5  Relative Abundance

Chapter 4 focused on modeling encounter rate, the probability of detecting a species on a standard eBird checklist. However, in addition to recording which species they observed, most eBirders also specify how many individuals of each species were observed. So, in this chapter, we’ll take advantage of these counts to model a relative measure of species abundance.

To motivate this chapter, we will focus on the specific goal of estimating a map of relative abundance. This type of map would help us to identify areas with higher or lower abundance. The metric we’ll use to estimate abundance is the expected number of individuals observed on a standardized eBird checklist. Like the encounter rate model, the abundance model we present in this section accounts for variation in detection rates but it does not directly estimate the absolute detection probability.

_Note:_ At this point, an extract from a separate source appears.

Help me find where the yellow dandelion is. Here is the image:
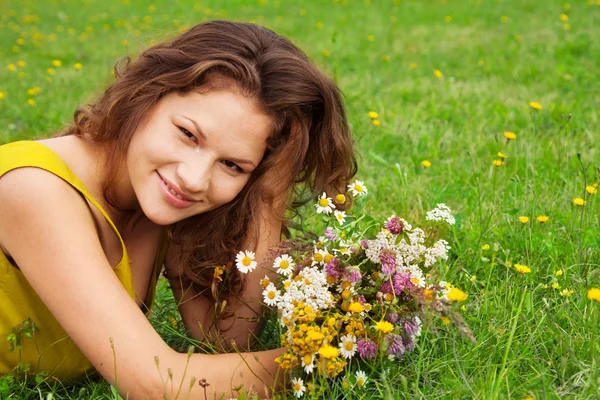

For this reason, the estimates of abundance we make can only be interpreted as a measure of relative abundance; an index of the count of individuals of the species present in the search area. To match the common terminology in the literature, we refer to this as an estimate of relative abundance.

The relative abundance model presented here is similar to and a natural extension of the encounter rate model of Chapter 4. In particular, we use a two-step hurdle model following Keyser et al. (2023). In the first step, we estimate encounter rate using exactly the same method as in Chapter 4. In the second step, we estimate the expected count of individuals on eBird checklists where the species was detected. Finally, we multiply encounter rate by median count to produce an estimate of relative abundance. We use random forests for both steps of the hurdle.

5.1 Data preparation

Let’s get started by loading the necessary packages and data. If you worked through the previous chapters, you should have all the data required for this chapter. However, you may want to download the data package, and unzip it to your project directory, to ensure you’re working with exactly the same data as was used in the creation of this book.

library(ebirdst)
library(fields)
library(gridExtra)
library(mccf1)
library(ranger)
library(scam)
library(sf)
library(terra)
library(tidyverse)

# set random number seed to insure fully repeatable results
set.seed(1)

# setup results directory for saved results
dir.create("results/", showWarnings = FALSE, recursive = TRUE)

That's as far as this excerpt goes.